• Nenhum resultado encontrado

2.1. Racismo estrutural:

No capítulo anterior, pudemos entender o contexto pelo qual surge a intenção de fazer esse trabalho. Comecei falando sobre o processo de criação das cotas para negros e indígenas do INCTI, do Encontro de Saberes em âmbito nacional e na UFF e, por fim, vimos como fui me envolvendo e percebendo este envolvimento nos dois últimos anos. Creio que pude criar um campo de percepção ao leitor que ficará mais acessível quando falarmos, neste capítulo, da noção de racismo estrutural (ALMEIDA, 2016), da produção do medo na sociedade e na academia e de como os sujeitos são embrutecidos12 pela estrutura e, claro, pelas pessoas que fazem parte dela.

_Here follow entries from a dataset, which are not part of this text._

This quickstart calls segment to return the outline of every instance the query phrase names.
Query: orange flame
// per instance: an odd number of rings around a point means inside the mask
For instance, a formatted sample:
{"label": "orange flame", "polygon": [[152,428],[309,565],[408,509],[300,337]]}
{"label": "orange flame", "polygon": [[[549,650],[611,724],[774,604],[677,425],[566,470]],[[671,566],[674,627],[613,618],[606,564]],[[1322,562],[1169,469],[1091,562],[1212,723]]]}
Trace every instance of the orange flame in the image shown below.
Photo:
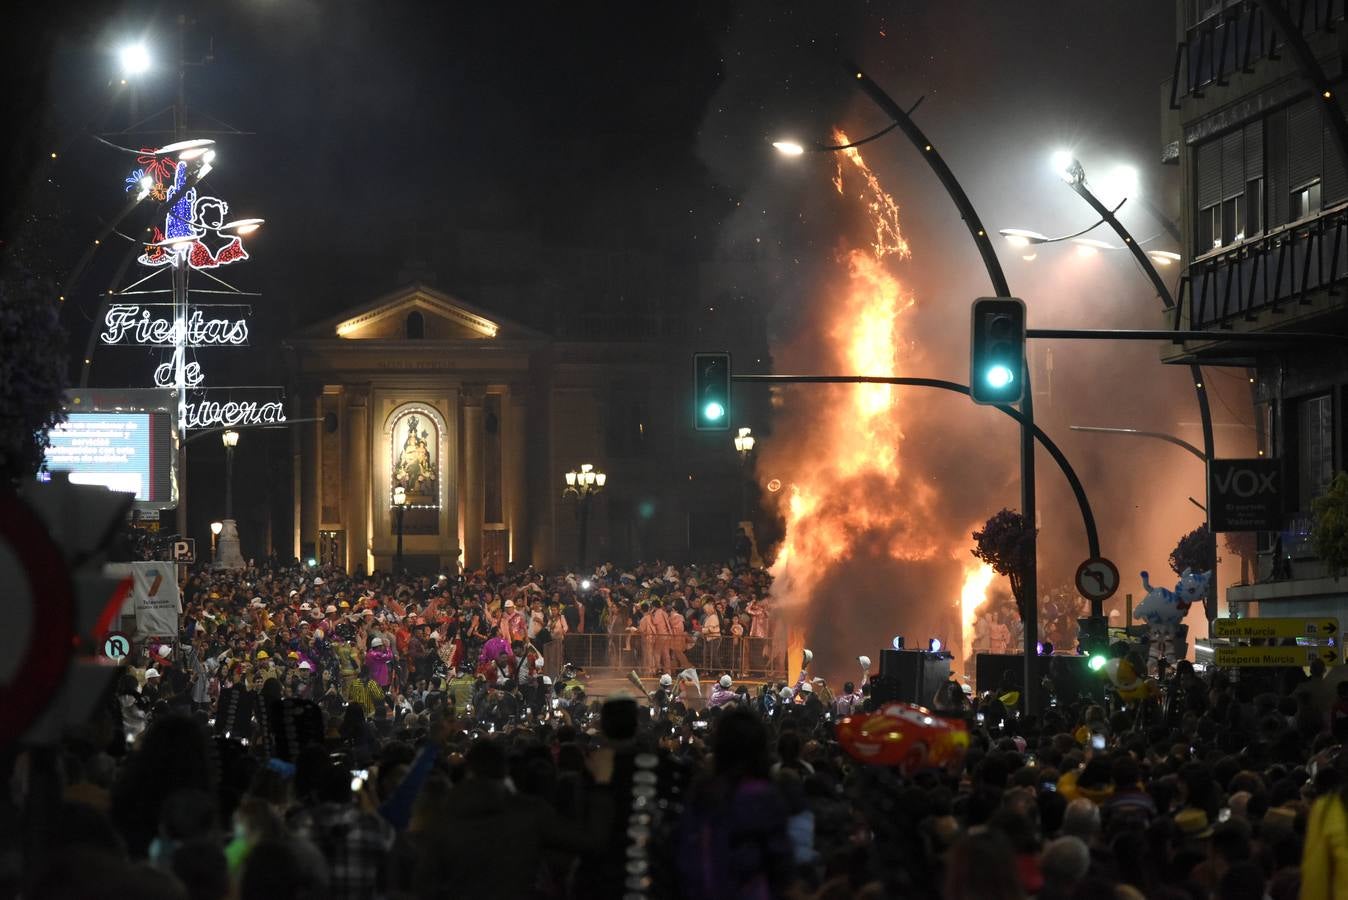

Para compreender aquilo que vamos desenvolver mais a frente, percebo ser importante falar das noções de raça e racialização para, depois, entender como o racismo se apresenta enquanto estrutura e estruturante nas relações cotidianas13. Parece haver um consenso entre antropólogos e geneticistas “de que, do ponto de vista biológico, raças humanas não existem’’ (SANTOS, PALOMARES, NORMANDO e QUINTÃO, 2010, p. 121). Não existem por conta da necessidade do ser se apresentar geneticamente homogêneo, o que é impossível entre os humanos, onde ‘’as diferenças entre um negro africano e um nórdico compreendem apenas 0,005% do genoma humano’’ (idem). Desse modo, a cor da pele não define, a priori, a ancestralidade do indivíduo, ela é apenas a manifestação fenotípica do conjunto de heranças genéticas. O termo racialização, por sua vez, indica uma relação com os ‘’construtos sociais, formas de identidade baseadas numa ideia biológica errônea, mas eficaz socialmente, para construir, manter e reproduzir diferenças e privilégios’’ (GUIMARÃES apud SCHUCMAN, 2014). Assim, a racialização ou raça social se define mais pelos lugares de poder ocupados pelos indivíduos, do que pelo aspecto genético. Schucman, ao estudar o racismo pela racialização do branco, a branquitude,

12 O conceito de embrutecimento, de Rancière (2015), ficará claro ao longo do texto.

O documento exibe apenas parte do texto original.